From: Michael M. Butler (mmb@spies.com)
Date: Thu Jan 09 2003 - 20:42:37 MST
>>Another somewhat saturnine observation: it's another nail in the coffin
>>of hobby electronics--
>
>
> I disagree. This is the best thing that could happen to hobby
> electronics.
We'll see. If the cost per CC drops to some reasonable value, then the "fab"
side of personal electronics of course becomes easier.
But exploration and design get harder; thus my comment about desktop tomography.
Making the first thingy has a _big_ implementation hump when you compare it to
plugging stuff in a solderless breadboard, to cite a technology from the 1970s.
In the present day, look at doing a PIC-based project vs. wiring random logic.
Factor in the failure modes of firmware. It ain't the same, and maybe never can be.
Getting your hands on things helps to get your brains on. Or so I claim. I think there
is a lot of hapticity that goes away when you delegate too much to a Desktop Santa.
Also, right now, the impending outlawing of lead-based solder
(well underway in the EC, and expected here any day) is having some chilling
effect on old-style electronics hacking.
Then again, I bet there was a period of time when just about _nobody_ was making really
high-quality buggy whips--to use the wheezy analogy. Ham radio is in the dumper because
IRC Chat and its sequelae made it largely culturally irrelevant. Ave atque vale.
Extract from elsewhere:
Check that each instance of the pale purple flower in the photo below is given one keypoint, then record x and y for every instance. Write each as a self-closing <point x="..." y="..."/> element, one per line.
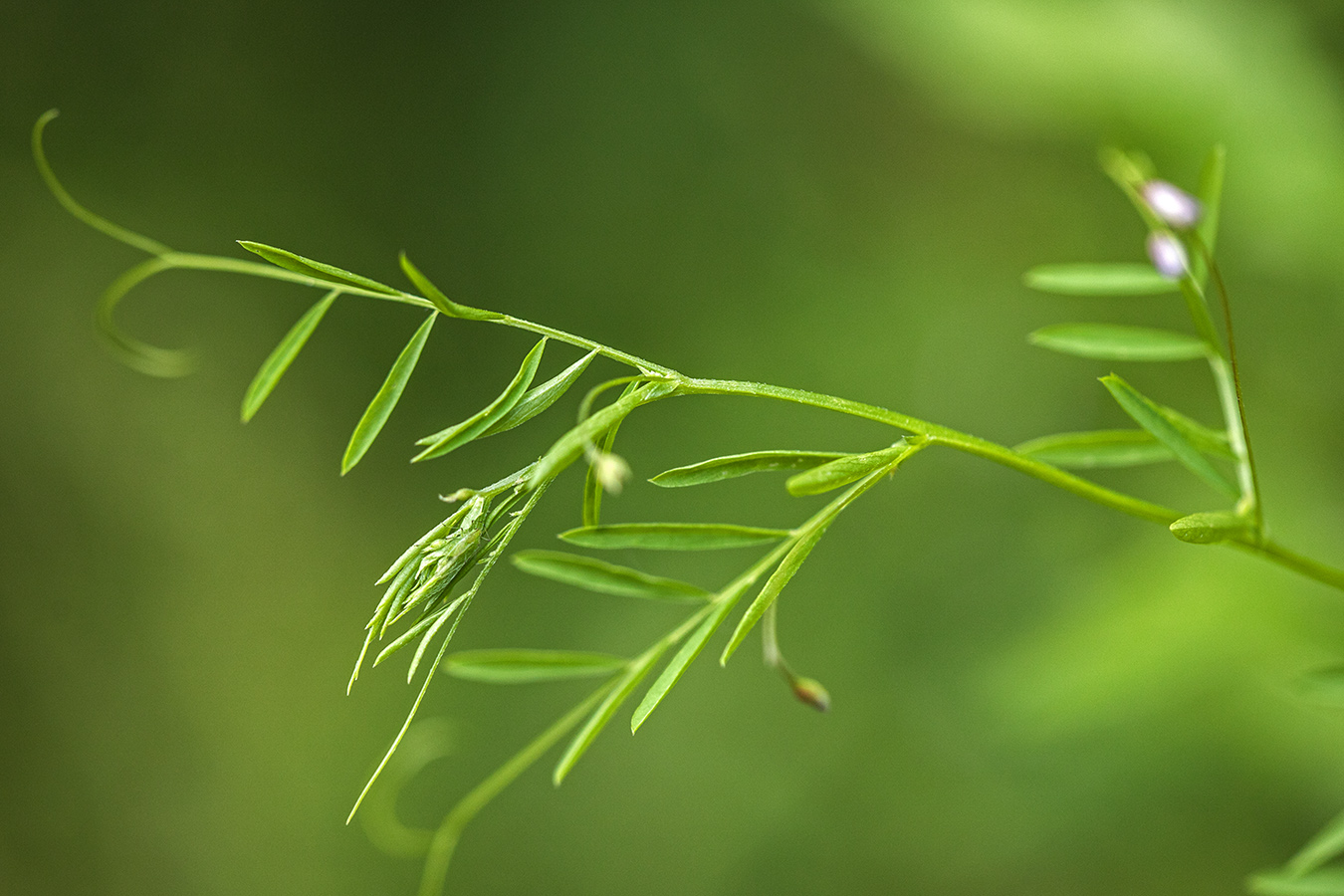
<point x="1172" y="204"/>
<point x="1167" y="254"/>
But mostly, I suspect there is a bit of migration away from actualy _doing_
hands-on stuff. "'Go Do' Considered Shameful" by John Walker was published
over 10 years ago, and it's still salient. The cultural bloom (in
the algal sense) left over from the boom.bust accentuates matters.
I look at the falling enrollments in engineering schools and
I wonder, glumly.
There's also the huge gap between what was considered cool when I was growing
up vs. what's considered cool now. Hard to homebrew a P4 mobo--impossible to do it
with a solderless breadboard.
That sort of stuff might still become part of, e.g., open hardware designs suitable for
Desktop Santa fab. And I hope so. But for now we are still waiting for the bus.
Now, contrariwise and counterpoint:
I wish I had real data on the cultural impact of LEGO Mindstorms.
Something like that approach, tied in with Desktop Santa, could be verrrry cool for the
tiny fraction of kids who get one and really dig in. But LEGO Mindstorms seems to have
sunk without a trace, apart from some MIT Media Lab and thesis work. Pity.
Re: what's considered coo:, in software, the Squeak folks are trying with might and main
to put a stake in the heart of "Hello World." That's a _good_ thing. I hope for
the same sort of stuff WRT hardware.
Note that all my comments are based on the little bit of the world I see.
There might be a whole crop of kids in Bangalore or Shenzhen who hack their
brains out (metaphorically speaking). If so, Ghu bless 'em.